Stem cell research could lead to new muscle repair treatments
Muscle is a complex organ that can be hard to repair when damage occurs, according to researchers. (©Kzenon/shutterstock.com)
Published Saturday, July 26, 2014 9:48AM EDT
Research conducted on exercising mice at the University of Illinois at Urbana-Champaign could open new doors in the field of muscle repair using stem cells.
Scientists injected stem cells prior to encouraging mice to perform exercises considered the rough equivalent of human lengthening contractions performed as part of resistance training.
They found the time of muscle repair was shortened and they achieved considerable development of the mice's muscles.
"We have an interest in understanding how muscle responds to exercise, and which cellular components contribute to the increase in repair and growth with exercise," says study author and University of Illinois kinesiology and community health professor Marni Boppart.

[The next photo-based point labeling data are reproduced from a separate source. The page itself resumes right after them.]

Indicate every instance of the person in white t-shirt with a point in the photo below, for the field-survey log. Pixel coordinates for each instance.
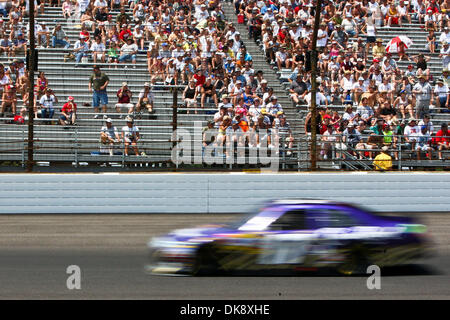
(411, 133)
(322, 36)
(128, 52)
(440, 95)
(130, 136)
(98, 50)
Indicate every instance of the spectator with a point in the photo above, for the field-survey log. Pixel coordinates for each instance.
(208, 91)
(423, 92)
(67, 9)
(59, 37)
(47, 104)
(442, 140)
(411, 133)
(124, 96)
(68, 112)
(383, 161)
(440, 96)
(43, 34)
(9, 99)
(6, 45)
(146, 99)
(81, 49)
(98, 50)
(130, 136)
(109, 136)
(423, 143)
(98, 83)
(19, 45)
(128, 52)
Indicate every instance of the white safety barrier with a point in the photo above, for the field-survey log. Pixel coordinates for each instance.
(217, 193)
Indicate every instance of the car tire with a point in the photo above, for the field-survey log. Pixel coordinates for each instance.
(205, 262)
(355, 263)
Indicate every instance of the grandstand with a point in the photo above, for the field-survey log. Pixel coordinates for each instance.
(80, 143)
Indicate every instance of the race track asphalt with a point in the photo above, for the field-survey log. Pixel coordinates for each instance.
(35, 251)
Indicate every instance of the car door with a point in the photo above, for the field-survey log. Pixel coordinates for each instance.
(286, 239)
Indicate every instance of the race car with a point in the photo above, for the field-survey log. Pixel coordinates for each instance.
(289, 237)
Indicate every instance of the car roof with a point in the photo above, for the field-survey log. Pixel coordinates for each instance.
(301, 201)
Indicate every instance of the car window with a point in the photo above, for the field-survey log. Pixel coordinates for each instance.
(330, 218)
(291, 220)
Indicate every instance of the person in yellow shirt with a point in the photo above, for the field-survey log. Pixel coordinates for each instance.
(383, 161)
(378, 49)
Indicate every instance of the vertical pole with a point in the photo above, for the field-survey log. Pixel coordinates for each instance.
(313, 153)
(31, 67)
(175, 117)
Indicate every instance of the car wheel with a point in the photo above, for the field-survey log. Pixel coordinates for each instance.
(205, 262)
(356, 262)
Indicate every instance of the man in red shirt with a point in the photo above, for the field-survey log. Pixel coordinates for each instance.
(68, 112)
(125, 33)
(124, 94)
(199, 78)
(442, 139)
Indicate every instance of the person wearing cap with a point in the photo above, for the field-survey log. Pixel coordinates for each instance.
(350, 26)
(80, 49)
(423, 91)
(190, 93)
(411, 133)
(421, 64)
(6, 45)
(146, 99)
(98, 50)
(442, 140)
(364, 110)
(43, 34)
(440, 96)
(338, 35)
(123, 17)
(130, 136)
(19, 45)
(392, 16)
(298, 89)
(68, 112)
(87, 20)
(431, 41)
(383, 161)
(98, 82)
(128, 51)
(430, 19)
(378, 50)
(359, 87)
(59, 37)
(9, 99)
(109, 136)
(124, 96)
(322, 37)
(67, 8)
(445, 35)
(273, 107)
(404, 104)
(444, 54)
(423, 143)
(46, 103)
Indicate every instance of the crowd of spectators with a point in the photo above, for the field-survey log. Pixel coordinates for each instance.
(190, 43)
(355, 70)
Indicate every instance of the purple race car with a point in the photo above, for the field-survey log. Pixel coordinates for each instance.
(292, 236)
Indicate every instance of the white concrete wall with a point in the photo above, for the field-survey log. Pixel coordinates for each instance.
(216, 193)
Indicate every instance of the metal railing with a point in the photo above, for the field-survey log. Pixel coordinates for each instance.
(231, 151)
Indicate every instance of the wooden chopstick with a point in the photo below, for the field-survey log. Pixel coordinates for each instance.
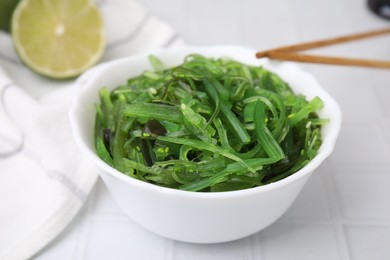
(291, 56)
(288, 52)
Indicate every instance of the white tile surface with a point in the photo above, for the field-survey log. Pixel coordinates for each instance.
(342, 212)
(363, 192)
(368, 242)
(299, 241)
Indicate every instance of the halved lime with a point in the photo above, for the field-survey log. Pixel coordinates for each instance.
(6, 9)
(58, 38)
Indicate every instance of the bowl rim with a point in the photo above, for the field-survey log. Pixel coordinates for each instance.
(86, 86)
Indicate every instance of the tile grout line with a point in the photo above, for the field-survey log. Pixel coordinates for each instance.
(332, 199)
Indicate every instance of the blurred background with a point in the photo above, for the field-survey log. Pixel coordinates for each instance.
(343, 212)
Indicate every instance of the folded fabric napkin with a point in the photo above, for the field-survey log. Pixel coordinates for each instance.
(44, 180)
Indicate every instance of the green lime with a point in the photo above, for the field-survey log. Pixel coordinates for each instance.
(6, 9)
(58, 38)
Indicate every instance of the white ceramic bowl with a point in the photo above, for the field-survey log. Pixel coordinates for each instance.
(190, 216)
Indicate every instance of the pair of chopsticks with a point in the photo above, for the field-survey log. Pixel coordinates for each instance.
(290, 52)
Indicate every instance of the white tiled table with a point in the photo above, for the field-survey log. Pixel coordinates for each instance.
(344, 210)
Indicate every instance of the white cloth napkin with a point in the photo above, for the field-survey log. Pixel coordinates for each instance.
(44, 180)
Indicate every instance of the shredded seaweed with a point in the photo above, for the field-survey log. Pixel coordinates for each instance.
(207, 125)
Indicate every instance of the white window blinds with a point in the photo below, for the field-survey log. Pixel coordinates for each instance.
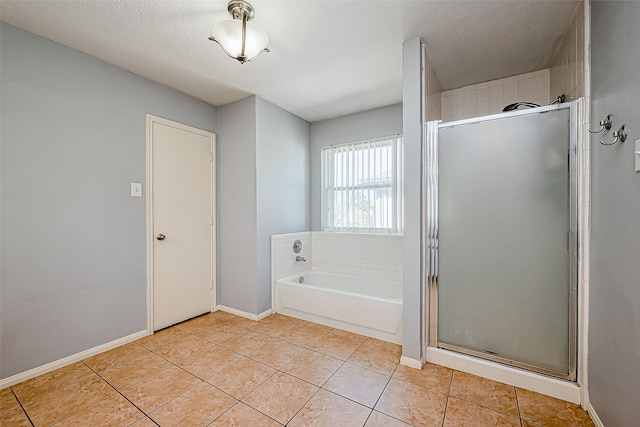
(362, 186)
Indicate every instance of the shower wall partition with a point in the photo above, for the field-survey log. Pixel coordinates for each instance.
(501, 237)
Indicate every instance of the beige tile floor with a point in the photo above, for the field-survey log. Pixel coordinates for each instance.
(223, 370)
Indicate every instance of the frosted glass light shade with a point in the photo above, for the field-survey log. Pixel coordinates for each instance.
(228, 34)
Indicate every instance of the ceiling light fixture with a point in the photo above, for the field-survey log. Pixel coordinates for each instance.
(239, 38)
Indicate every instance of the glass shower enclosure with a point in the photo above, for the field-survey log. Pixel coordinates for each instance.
(501, 237)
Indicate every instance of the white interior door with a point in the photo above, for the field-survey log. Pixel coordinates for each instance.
(181, 191)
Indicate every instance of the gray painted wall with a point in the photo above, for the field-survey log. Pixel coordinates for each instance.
(413, 118)
(73, 240)
(614, 298)
(237, 205)
(283, 184)
(263, 189)
(353, 127)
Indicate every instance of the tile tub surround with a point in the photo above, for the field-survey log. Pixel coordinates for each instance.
(303, 374)
(283, 259)
(377, 256)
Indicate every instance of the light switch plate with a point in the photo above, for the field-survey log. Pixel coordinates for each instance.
(136, 189)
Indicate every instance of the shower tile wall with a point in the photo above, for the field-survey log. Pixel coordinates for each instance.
(367, 255)
(491, 97)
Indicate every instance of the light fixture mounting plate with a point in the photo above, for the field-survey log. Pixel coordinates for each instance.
(238, 8)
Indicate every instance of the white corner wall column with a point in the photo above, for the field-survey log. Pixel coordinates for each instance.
(414, 320)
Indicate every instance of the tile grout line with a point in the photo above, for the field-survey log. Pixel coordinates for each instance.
(118, 391)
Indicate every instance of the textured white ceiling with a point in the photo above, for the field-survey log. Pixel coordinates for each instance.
(327, 59)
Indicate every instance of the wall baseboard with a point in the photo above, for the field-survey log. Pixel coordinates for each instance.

Boppart says the research is important in treating atrophy and age-related degradation in both the structure and the function of muscles.
"But the primary goal of our lab really is to have some understanding of how we can rejuvenate the aged muscle to prevent the physical disability that occurs with age, and to increase quality of life in general as well," she continued.
The types of stem cells used in the experiment are called mesenchymal stem cells, or MSCs, and they occur naturally in the body as part of the tissue that connects organs.
Boppart and her team selected MCSs for use on the mice knowing that MSCs emit growth factors.
Their experiment indicates that MCS cells stimulate muscle progenitor cells, which have the ability to differentiate within skeletal muscle -- what Boppart refers to as "a very complex organ that is highly innervated and vascularized."
They are also called satellite cells and upon stimulation they can fuse to damaged muscle cells, leading to repair.
"Satellite cells are a primary target for the rejuvenation of aged muscle, since activation becomes increasingly impaired and recovery from injury is delayed over the lifespan," says Boppart. "MSC transplantation may provide a viable solution to reawaken the aged satellite cell."
According to Boppart, the versatility of MSCs is what makes them ideal for repairing a variety of tissues in the skeletal muscle system.
The study was published in the journal Medicine and Science in Sports and Exercise.
Another recent study concluded that the "bonding hormone" oxytocin, also naturally produced in the body, could lead to new methods for treating muscle damage related to aging.